Her sister, Layla, a freshman at Rock Hill High who plays for the JV team, told The Herald Jada is pushing her to “get further in life” and that she “works harder than anyone else I know.”
Off the court, she’s been an important light, too.
Jada’s mother, Jackie, has been diagnosed with cancer three separate times: stomach cancer in November 2014 and breast cancer in December 2016 and again in December 2019. Jackie said Jada watched her mom undergo surgeries to have her stomach removed in 2014 (a gastrectomy) and a bilateral mastectomy, which removed both breasts, in 2016. Jada also saw her mother go through months of chemotherapy, starting in Feb. 2020, Jackie said.
One moment sticks out in Tim’s mind. After Jackie had surgery in 2015 to fix a bowel blockage — a rare side effect of a gastrectomy — doctors saw some “suspicious areas.” In other words, cancer could have returned.
“I remember the time, a lot of us were just upset,” Tim said. “We just had this surgery to prevent the whole situation.
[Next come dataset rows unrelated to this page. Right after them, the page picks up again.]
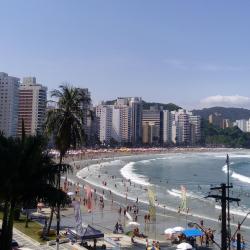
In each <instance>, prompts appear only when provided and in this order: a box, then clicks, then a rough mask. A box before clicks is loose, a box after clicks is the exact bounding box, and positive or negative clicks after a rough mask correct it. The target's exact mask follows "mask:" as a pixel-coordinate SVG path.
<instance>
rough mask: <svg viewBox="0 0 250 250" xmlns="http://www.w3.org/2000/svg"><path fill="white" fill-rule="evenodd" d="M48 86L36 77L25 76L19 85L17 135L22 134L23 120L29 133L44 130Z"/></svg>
mask: <svg viewBox="0 0 250 250" xmlns="http://www.w3.org/2000/svg"><path fill="white" fill-rule="evenodd" d="M46 102H47V88H46V87H44V86H42V85H41V84H39V83H37V82H36V78H35V77H25V78H23V82H22V83H21V84H20V87H19V111H18V128H17V135H18V136H21V134H22V121H24V129H25V133H26V134H27V135H35V134H37V133H40V132H42V129H43V125H44V122H45V115H46Z"/></svg>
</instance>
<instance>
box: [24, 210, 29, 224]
mask: <svg viewBox="0 0 250 250" xmlns="http://www.w3.org/2000/svg"><path fill="white" fill-rule="evenodd" d="M25 227H26V228H27V227H29V210H28V208H27V209H26V220H25Z"/></svg>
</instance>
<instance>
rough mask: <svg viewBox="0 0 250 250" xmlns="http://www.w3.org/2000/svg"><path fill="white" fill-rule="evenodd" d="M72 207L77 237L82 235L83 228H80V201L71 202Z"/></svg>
mask: <svg viewBox="0 0 250 250" xmlns="http://www.w3.org/2000/svg"><path fill="white" fill-rule="evenodd" d="M72 206H73V207H74V214H75V220H76V226H75V228H76V233H77V234H78V235H81V236H82V235H83V226H82V213H81V207H80V201H76V200H75V201H73V202H72Z"/></svg>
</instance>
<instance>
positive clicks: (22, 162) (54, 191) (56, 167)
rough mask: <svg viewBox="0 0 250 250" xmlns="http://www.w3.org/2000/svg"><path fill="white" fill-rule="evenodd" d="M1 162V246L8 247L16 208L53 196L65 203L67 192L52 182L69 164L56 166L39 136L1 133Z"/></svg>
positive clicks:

And I’ll never forget, man, Jada just put her arm around my neck and said, ‘Well Dad, you know what? We’ll just pray about it, and pray she’ll be OK.’”
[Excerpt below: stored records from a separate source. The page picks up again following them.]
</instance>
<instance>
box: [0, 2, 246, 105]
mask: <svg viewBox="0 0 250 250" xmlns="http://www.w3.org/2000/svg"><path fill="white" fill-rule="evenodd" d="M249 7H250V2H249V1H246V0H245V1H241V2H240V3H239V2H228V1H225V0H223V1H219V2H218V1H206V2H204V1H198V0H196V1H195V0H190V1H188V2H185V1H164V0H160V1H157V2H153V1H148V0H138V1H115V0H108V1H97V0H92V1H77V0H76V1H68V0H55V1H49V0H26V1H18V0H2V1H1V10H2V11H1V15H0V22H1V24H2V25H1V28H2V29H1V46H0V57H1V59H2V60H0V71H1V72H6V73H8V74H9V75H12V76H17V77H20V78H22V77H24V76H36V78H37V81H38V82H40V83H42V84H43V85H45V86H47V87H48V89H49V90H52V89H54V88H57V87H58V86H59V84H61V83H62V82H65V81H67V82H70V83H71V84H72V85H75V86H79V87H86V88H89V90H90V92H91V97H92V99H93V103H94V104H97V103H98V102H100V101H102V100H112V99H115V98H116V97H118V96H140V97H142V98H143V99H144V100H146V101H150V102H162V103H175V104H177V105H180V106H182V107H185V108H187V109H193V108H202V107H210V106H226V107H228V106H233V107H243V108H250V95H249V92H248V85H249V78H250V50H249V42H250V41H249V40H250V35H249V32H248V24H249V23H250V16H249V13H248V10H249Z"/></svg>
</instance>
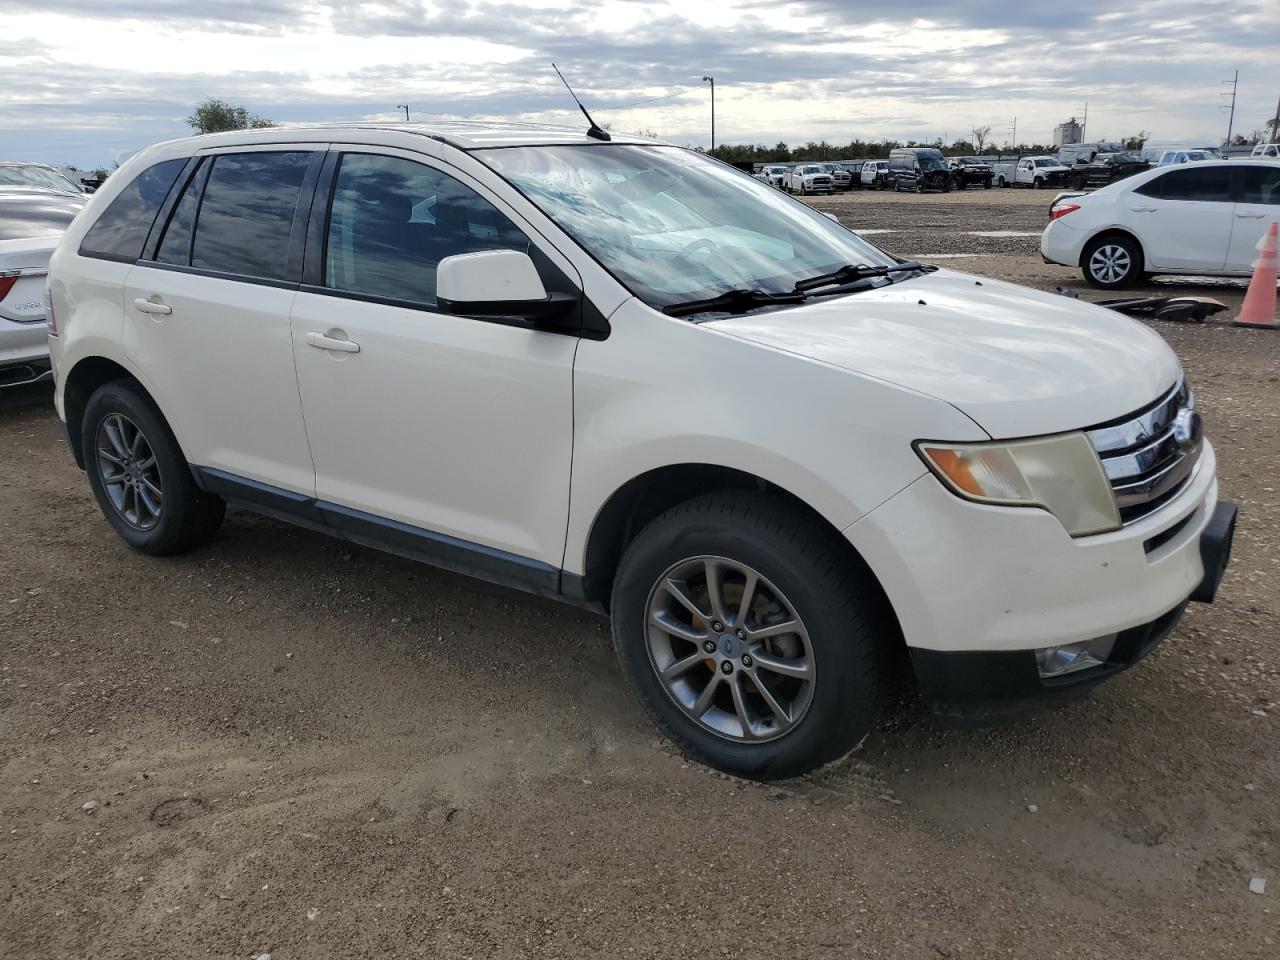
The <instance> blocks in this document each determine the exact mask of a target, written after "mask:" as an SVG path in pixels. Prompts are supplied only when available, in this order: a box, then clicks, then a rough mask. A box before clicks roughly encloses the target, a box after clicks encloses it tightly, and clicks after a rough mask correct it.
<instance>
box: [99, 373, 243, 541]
mask: <svg viewBox="0 0 1280 960" xmlns="http://www.w3.org/2000/svg"><path fill="white" fill-rule="evenodd" d="M82 422H83V425H82V429H81V449H82V453H83V456H84V471H86V472H87V474H88V483H90V488H91V489H92V490H93V497H95V499H96V500H97V506H99V508H100V509H101V511H102V516H105V517H106V520H108V522H109V524H110V525H111V526H113V527H115V532H118V534H119V535H120V538H122V539H123V540H124V541H125V543H127V544H129V547H132V548H134V549H137V550H141V552H142V553H148V554H151V556H155V557H163V556H169V554H174V553H184V552H186V550H191V549H193V548H196V547H200V545H202V544H205V543H209V541H210V540H212V539H214V536H215V535H216V534H218V527H219V526H221V522H223V515H224V513H225V512H227V504H225V503H224V502H223V500H221V498H219V497H215V495H212V494H209V493H205V492H202V490H201V489H200V488H198V486H196V481H195V479H193V477H192V475H191V467H189V466H188V465H187V458H186V457H184V456H183V453H182V448H180V447H179V445H178V440H177V439H175V438H174V435H173V431H172V430H170V429H169V425H168V424H166V422H165V421H164V417H163V416H161V415H160V411H159V410H157V408H156V406H155V403H152V401H151V398H150V397H147V396H146V393H145V392H143V390H142V389H141V388H138V387H136V385H134V384H132V383H131V381H128V380H114V381H113V383H109V384H104V385H102V387H100V388H97V390H95V392H93V396H91V397H90V399H88V404H87V406H86V407H84V420H83V421H82Z"/></svg>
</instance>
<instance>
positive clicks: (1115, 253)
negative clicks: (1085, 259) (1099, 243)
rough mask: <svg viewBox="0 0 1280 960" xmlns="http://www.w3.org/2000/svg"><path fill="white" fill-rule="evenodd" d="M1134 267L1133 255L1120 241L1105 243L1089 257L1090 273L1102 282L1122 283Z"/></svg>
mask: <svg viewBox="0 0 1280 960" xmlns="http://www.w3.org/2000/svg"><path fill="white" fill-rule="evenodd" d="M1132 269H1133V257H1130V256H1129V251H1128V250H1125V248H1124V247H1121V246H1120V244H1119V243H1103V244H1102V246H1101V247H1098V248H1097V250H1094V251H1093V256H1091V257H1089V273H1091V274H1093V276H1094V279H1097V280H1098V282H1101V283H1120V282H1121V280H1123V279H1124V278H1125V276H1128V275H1129V271H1130V270H1132Z"/></svg>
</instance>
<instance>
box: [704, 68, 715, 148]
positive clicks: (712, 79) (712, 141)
mask: <svg viewBox="0 0 1280 960" xmlns="http://www.w3.org/2000/svg"><path fill="white" fill-rule="evenodd" d="M703 83H710V84H712V152H713V154H714V152H716V78H714V77H703Z"/></svg>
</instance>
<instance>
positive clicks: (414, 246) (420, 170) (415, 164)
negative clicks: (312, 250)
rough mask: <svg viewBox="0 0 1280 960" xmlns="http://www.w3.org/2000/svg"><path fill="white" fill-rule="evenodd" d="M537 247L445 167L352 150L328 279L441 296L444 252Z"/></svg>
mask: <svg viewBox="0 0 1280 960" xmlns="http://www.w3.org/2000/svg"><path fill="white" fill-rule="evenodd" d="M484 250H520V251H527V250H529V238H527V237H525V234H524V233H521V232H520V229H518V228H517V227H516V225H515V224H513V223H511V220H508V219H507V218H506V216H504V215H503V214H500V212H499V211H498V210H497V209H495V207H494V206H493V205H492V204H490V202H489V201H486V200H485V198H484V197H481V196H480V195H479V193H476V192H475V191H472V189H471V188H470V187H466V186H463V184H462V183H460V182H458V180H456V179H453V178H452V177H448V175H447V174H444V173H440V172H439V170H436V169H434V168H430V166H426V165H425V164H419V163H415V161H412V160H404V159H401V157H397V156H375V155H372V154H344V155H343V157H342V163H340V165H339V168H338V178H337V183H335V184H334V193H333V205H332V206H330V210H329V232H328V237H326V241H325V279H324V285H325V287H329V288H332V289H338V291H348V292H352V293H366V294H369V296H374V297H387V298H390V300H406V301H413V302H417V303H431V305H434V303H435V270H436V268H438V266H439V264H440V261H442V260H443V259H444V257H448V256H453V255H456V253H474V252H477V251H484Z"/></svg>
Jackie also remembers what Jada and Layla did this past June, at the end of her treatment for her most recent breast cancer diagnosis.
“They had a ‘Straight Outta Chemo’ party and a surprise parade,” Jackie said. “So all of my teachers came over to my neighborhood … (My daughters) put this sash on me and put a crown on my head that said ‘fighter’ and all those things. It was just those types of things. They’ve been through it all.”
What’s next for Jada Jones?
Jones has a lot to be optimistic about this year.
Right now, she’s in the throws of a pretty special hoops season. The Bearcats finished the regular season with an 18-2 record and the outright share of the Region 4-5A title. Jada will soon head into her third playoffs once the regular season draws to a close this Friday.
She’ll also rejoin the track and soccer teams in the spring, after her sophomore season was disrupted because of COVID. She has a few more records she wants to break, too, including in the 400 — a record which is currently held by Rock Hill running legend and state champion, Kendra Mackey.
College decisions are also coming within the next year. Jada, who has a GPA of 4.89 and is 14th in her class of 468, her coach said, has a full basketball scholarship offer from Claflin University in Orangeburg.
Until that decision is made, though, she’ll be on the court, field and track. And when she’s not there, you can find her studying, playing Minecraft, or taking the family’s 70-pound golden retriever, Apollo, for a walk with her sister.
When asked about her unrelenting optimism, Jada said, “I think it’s just inside of me.”
Maybe it is.
And perhaps that explains everything.